Efficient Deep Learning Systems
This repository contains materials for the Efficient Deep Learning Systems course taught at the Faculty of Computer Science of HSE University and Yandex School of Data Analysis.
Syllabus
- Week 1: Introduction
- Lecture: Course overview and organizational details. Core concepts of the GPU architecture and CUDA API.
- Seminar: CUDA operations in PyTorch. Introduction to benchmarking.
- Week 2: Basics of distributed ML
- Lecture: Introduction to distributed training. Process-based communication. Parameter Server architecture.
- Seminar: Multiprocessing basics. Parallel GloVe training.
- Week 3: Data-parallel training and All-Reduce
- Lecture: Data-parallel training of neural networks. All-Reduce and its efficient implementations.
- Seminar: Introduction to PyTorch Distributed. Data-parallel training primitives.

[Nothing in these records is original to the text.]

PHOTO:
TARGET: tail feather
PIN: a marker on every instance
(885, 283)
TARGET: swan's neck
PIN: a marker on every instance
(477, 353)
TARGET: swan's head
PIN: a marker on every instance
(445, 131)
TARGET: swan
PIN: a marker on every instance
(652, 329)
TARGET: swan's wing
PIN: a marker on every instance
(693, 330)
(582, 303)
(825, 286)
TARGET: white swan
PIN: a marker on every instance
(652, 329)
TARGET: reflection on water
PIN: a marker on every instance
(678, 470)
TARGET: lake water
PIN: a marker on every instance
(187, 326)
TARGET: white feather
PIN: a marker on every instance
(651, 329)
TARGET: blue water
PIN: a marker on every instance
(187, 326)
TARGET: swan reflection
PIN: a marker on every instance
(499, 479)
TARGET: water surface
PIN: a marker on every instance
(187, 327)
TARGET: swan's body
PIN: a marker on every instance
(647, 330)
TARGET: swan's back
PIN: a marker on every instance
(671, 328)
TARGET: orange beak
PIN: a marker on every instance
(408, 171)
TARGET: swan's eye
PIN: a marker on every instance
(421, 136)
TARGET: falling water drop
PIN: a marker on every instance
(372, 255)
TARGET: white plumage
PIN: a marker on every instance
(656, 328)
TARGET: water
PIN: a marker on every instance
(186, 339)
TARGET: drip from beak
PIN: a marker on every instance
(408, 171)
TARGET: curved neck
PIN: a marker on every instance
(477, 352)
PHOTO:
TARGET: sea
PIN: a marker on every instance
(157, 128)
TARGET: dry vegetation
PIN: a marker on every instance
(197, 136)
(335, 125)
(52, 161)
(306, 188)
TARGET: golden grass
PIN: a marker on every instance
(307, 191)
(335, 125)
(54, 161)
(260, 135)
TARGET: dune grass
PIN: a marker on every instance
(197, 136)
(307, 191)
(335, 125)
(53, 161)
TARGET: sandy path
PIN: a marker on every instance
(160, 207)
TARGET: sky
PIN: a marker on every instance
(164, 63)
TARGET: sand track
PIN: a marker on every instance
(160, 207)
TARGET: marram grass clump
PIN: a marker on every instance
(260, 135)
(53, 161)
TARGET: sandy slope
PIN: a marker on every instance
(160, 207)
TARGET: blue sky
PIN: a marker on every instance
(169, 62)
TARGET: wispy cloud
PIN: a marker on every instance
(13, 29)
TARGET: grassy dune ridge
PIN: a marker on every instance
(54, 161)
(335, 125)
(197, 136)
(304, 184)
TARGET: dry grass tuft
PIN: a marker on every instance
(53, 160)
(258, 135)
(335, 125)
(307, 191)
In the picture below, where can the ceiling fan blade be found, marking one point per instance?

- Week 4: Memory-efficient and model-parallel training
- Week 5: Profiling DL code, training-time optimizations
- Week 6: Basics of Python application deployment
- Week 7: Software for serving neural networks
- Week 8: Optimizing models for faster inference
- Week 9: Experiment tracking, model and data versioning
- Week 10: Testing, debugging and monitoring of models
Grading
There will be a total of 4 home assignments (some of them spread over several weeks). The final grade is a weighted sum of per-assignment grades. Please refer to the course page of your institution for details.